Motifs du dépôt : forme et fond
Sur le plan formel, le RN reproche au gouvernement d’avoir contourné le Parlement en publiant la Programmation pluriannuelle de l’énergie (PP3) par décret. La présidente du groupe, Marine Le Pen, avait appelé les députés hostiles à la PP3 à déposer une motion de censure et avait averti que le RN le ferait si aucun autre groupe ne s’y attelait.

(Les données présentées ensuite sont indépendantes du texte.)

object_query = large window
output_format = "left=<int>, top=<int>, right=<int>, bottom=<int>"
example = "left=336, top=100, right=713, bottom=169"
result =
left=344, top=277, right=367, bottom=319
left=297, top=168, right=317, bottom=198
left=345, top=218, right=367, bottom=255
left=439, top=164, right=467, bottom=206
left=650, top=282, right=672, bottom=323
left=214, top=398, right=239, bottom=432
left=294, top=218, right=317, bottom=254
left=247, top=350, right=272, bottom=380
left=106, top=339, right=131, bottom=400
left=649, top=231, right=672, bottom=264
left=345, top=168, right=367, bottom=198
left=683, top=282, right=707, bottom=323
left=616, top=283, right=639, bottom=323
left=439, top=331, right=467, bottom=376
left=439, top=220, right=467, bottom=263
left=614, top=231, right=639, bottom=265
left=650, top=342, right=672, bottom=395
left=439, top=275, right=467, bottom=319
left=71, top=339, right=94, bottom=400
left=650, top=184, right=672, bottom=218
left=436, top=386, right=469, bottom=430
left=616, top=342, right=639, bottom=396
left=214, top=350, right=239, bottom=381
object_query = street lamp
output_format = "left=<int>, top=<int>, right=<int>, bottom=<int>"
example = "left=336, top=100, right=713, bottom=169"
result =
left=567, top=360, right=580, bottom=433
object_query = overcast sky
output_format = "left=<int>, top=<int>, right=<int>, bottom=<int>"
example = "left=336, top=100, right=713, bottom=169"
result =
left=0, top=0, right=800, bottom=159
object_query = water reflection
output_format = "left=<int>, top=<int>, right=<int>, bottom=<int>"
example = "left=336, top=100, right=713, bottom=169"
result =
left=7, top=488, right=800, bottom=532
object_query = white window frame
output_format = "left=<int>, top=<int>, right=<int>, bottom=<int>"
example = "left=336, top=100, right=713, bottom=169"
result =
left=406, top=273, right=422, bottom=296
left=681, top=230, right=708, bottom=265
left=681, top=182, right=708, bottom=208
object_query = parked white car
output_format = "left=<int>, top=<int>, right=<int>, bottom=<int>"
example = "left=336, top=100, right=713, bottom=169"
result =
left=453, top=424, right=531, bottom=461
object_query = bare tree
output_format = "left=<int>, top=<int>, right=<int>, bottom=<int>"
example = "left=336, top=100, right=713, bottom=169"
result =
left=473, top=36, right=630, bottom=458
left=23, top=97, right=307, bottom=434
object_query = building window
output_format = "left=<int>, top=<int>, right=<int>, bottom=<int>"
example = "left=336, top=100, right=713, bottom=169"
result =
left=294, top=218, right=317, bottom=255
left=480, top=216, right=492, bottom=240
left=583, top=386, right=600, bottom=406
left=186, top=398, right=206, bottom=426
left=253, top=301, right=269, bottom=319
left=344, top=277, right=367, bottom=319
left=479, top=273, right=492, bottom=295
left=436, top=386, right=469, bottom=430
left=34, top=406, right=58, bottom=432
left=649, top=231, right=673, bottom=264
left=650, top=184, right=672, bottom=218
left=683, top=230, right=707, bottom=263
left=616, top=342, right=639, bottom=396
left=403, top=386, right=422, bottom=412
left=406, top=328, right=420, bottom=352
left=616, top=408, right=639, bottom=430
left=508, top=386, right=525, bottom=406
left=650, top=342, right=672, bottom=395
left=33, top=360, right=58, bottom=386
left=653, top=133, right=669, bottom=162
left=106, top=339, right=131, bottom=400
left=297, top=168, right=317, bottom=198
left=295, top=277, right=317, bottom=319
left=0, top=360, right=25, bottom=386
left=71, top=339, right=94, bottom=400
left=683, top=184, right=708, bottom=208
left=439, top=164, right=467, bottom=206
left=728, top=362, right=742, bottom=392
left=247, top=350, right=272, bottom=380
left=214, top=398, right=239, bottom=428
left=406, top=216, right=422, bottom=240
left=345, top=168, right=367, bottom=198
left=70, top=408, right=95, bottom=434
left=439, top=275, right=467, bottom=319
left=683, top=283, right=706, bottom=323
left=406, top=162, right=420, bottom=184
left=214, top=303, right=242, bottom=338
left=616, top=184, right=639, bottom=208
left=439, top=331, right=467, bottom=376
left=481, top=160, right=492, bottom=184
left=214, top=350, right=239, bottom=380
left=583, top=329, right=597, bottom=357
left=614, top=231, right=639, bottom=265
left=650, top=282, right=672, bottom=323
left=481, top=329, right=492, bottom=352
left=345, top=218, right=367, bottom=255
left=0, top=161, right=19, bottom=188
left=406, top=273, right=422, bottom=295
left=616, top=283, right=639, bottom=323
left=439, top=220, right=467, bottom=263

Sur le fond, le parti critique une « politique décroissante qui accélère les énergies intermittentes, ment sur le nucléaire et fait peser un risque majeur sur les finances publiques ». Le RN estime que, selon le code de l’énergie, la décision aurait dû être prise par la voie législative et qualifie le choix d’un développement accru des énergies intermittentes d’« irrationnel », affirmant qu’il serait dicté par la Commission européenne.
Calendrier parlementaire et chances d’adoption
Selon les règles, un délai minimum de 48 heures s’applique entre le dépôt d’une motion de censure et son examen, ce qui rend possible une première discussion au plus tôt mercredi. Toutefois, la motion de censure déposée par le RN a peu de chances d’aboutir : jusqu’à présent, les motions de censure présentées par le parti n’ont jamais été votées par la gauche, souligne le texte transmis à l’AFP.
La droite sénatoriale a elle aussi dénoncé le recours au décret. À la demande du président du Sénat, Gérard Larcher, un débat sur le sujet est prévu lundi après‑midi dans la chambre haute.
Contenu de la stratégie énergétique
Le gouvernement a dévoilé sa nouvelle feuille de route énergétique le 12 février, après trois ans de débats et plusieurs reports, et la stratégie a ensuite été publiée par décret le 13 février. Cette programmation met l’accent sur la relance de la consommation d’une électricité décarbonée, en s’appuyant notamment sur le nucléaire pour remplacer les énergies fossiles coûteuses à l’importation.
La PP3 acte également un moindre déploiement de l’éolien terrestre et du solaire par rapport aux orientations antérieures. Ces arbitrages techniques et économiques constituent le cœur des désaccords : pour le gouvernement, il s’agit de sécuriser l’approvisionnement et de réduire la dépendance aux combustibles fossiles ; pour ses détracteurs, ces choix soulèvent des questions sur l’équilibre énergétique, la soutenabilité financière et la gouvernance du processus.
Enjeux politiques et retombées
Le recours au décret sur un sujet sensible comme l’énergie a des implications politiques majeures. D’une part, il cristallise l’opposition parlementaire, comme l’illustrent la réaction du RN et la mobilisation de la droite sénatoriale. D’autre part, il pose des questions institutionnelles sur les modalités de décision pour des politiques de long terme, notamment lorsqu’elles touchent aux orientations stratégiques et budgétaires de l’État.
Le débat à venir au Sénat, demandé par Gérard Larcher, devra permettre aux membres de la chambre haute d’interroger le gouvernement sur le fond et la forme de la PP3. Entre-temps, la motion de censure déposée par le RN constituera un marqueur politique et médiatique de l’opposition à ces choix.
Les éléments rapportés ici proviennent d’un communiqué du groupe RN transmis à l’AFP et des annonces du gouvernement publiées les 12 et 13 février, telles que mentionnées par les sources initiales.